Sent from my Droid Ultra


----------



## Jim Frye (Mar 16, 2011)

Which make and model tool did you purchase?


----------



## Daryl (Nov 10, 2013)

Jim Frye said:


> Which make and model tool did you purchase?


This one

http://www.uniquetruck.com/p-16049-kit-tpms-oec-t5.aspx

Sent from my Droid Ultra


----------



## winks79 (Dec 20, 2013)

That's the one I use on all my GM vehicles. Have never had an issue with any of mine. I guess it is possible a sensor could have gone bad, but I don't know for sure if that would be the problem. The tool should not have caused the problem in my opinion.


----------



## Robby (Mar 1, 2013)

Take her car for a short drive.....I've had some that needed a wake up call from the transciever to come back online.
If the readouts come back, then go through the re-learn proceedure again.

Rob


----------



## Daryl (Nov 10, 2013)

Okay I'll try taking it for a drive tomorrow.

Sent from my Droid Ultra


----------



## Daryl (Nov 10, 2013)

Okay, so my Wife drove the car to work and back 140mi total today, and the TPMS light is still on with no sensor readout. I'm lost?

Sent from my Droid Ultra


----------



## Robby (Mar 1, 2013)

Daryl said:


> Okay, so my Wife drove the car to work and back 140mi total today, and the TPMS light is still on with no sensor readout. I'm lost?
> 
> Sent from my Droid Ultra


Now retry using the tool.

Rob


----------



## Daryl (Nov 10, 2013)

Robby said:


> Now retry using the tool.
> 
> Rob



Okay. I won't get to it until Friday. I'll report back then.

Sent from my Droid Ultra


----------



## Robby (Mar 1, 2013)

Do the relearn within ten minutes of driving the car......otherwise all the sensors/reciever go to sleep again.

Rob


----------



## Daryl (Nov 10, 2013)

Robby said:


> Do the relearn within ten minutes of driving the car......otherwise all the sensors/reciever go to sleep again.
> 
> Rob



Okay will do. I'll post back after I try that.

Sent from my Droid Ultra


----------



## texascruise (Oct 8, 2013)

Also, make sure the cars a good distance from one another. Sometimes the relearn might not work with other sensors in the vicinity. I read about this once.

Sent from AutoGuide.com Free App


----------



## Robby (Mar 1, 2013)

texascruise said:


> Also, make sure the cars a good distance from one another. Sometimes the relearn might not work with other sensors in the vicinity. I read about this once.
> 
> Sent from AutoGuide.com Free App


Oh yeah, forgot to mention that......unusual for two same cars in the driveway.

I've been at the dealer when one tech was performing a re-learn and a car across the shop was honking in response.
Took a few minutes for the guys to figure out what the heck was going on.

Anyways, tech had to take the car across the lot to get a clean relearn......you may have to take the car down the block Daryl.

Rob


----------



## Daryl (Nov 10, 2013)

Okay, so I got around to trying a relearn again today after taking the car a mile or so down the road, and back.
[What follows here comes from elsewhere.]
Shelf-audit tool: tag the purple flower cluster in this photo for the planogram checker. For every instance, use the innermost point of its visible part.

The tool relearned the first two wheels rear right away, but when I get to the passenger side rear wheel it will not relearn. This is the same wheel where it gave me problems the last few times I tried. 

I'm guessing the sensor in that wheel is bad. Really frustrating that I'll have to spend money on this needless sensor so early on just to get the stupid annoying light off the dash.

Sent from my Droid Ultra


----------



## demo (Sep 9, 2016)

I have the same problem on RF. I will try battery cable trick.


----------



## pontiacgt (Jan 12, 2011)

Is the sensor in the tire, relearning for the tire sensors are not that much trouble if the sensor are good. Battery in sensor is dead you have to replace whole unit can't replace just the battery. Find one on Amazon, it will be cheaper than the dealer. Any tire shop can replace it.


----------



## demo (Sep 9, 2016)

Giving up.............


----------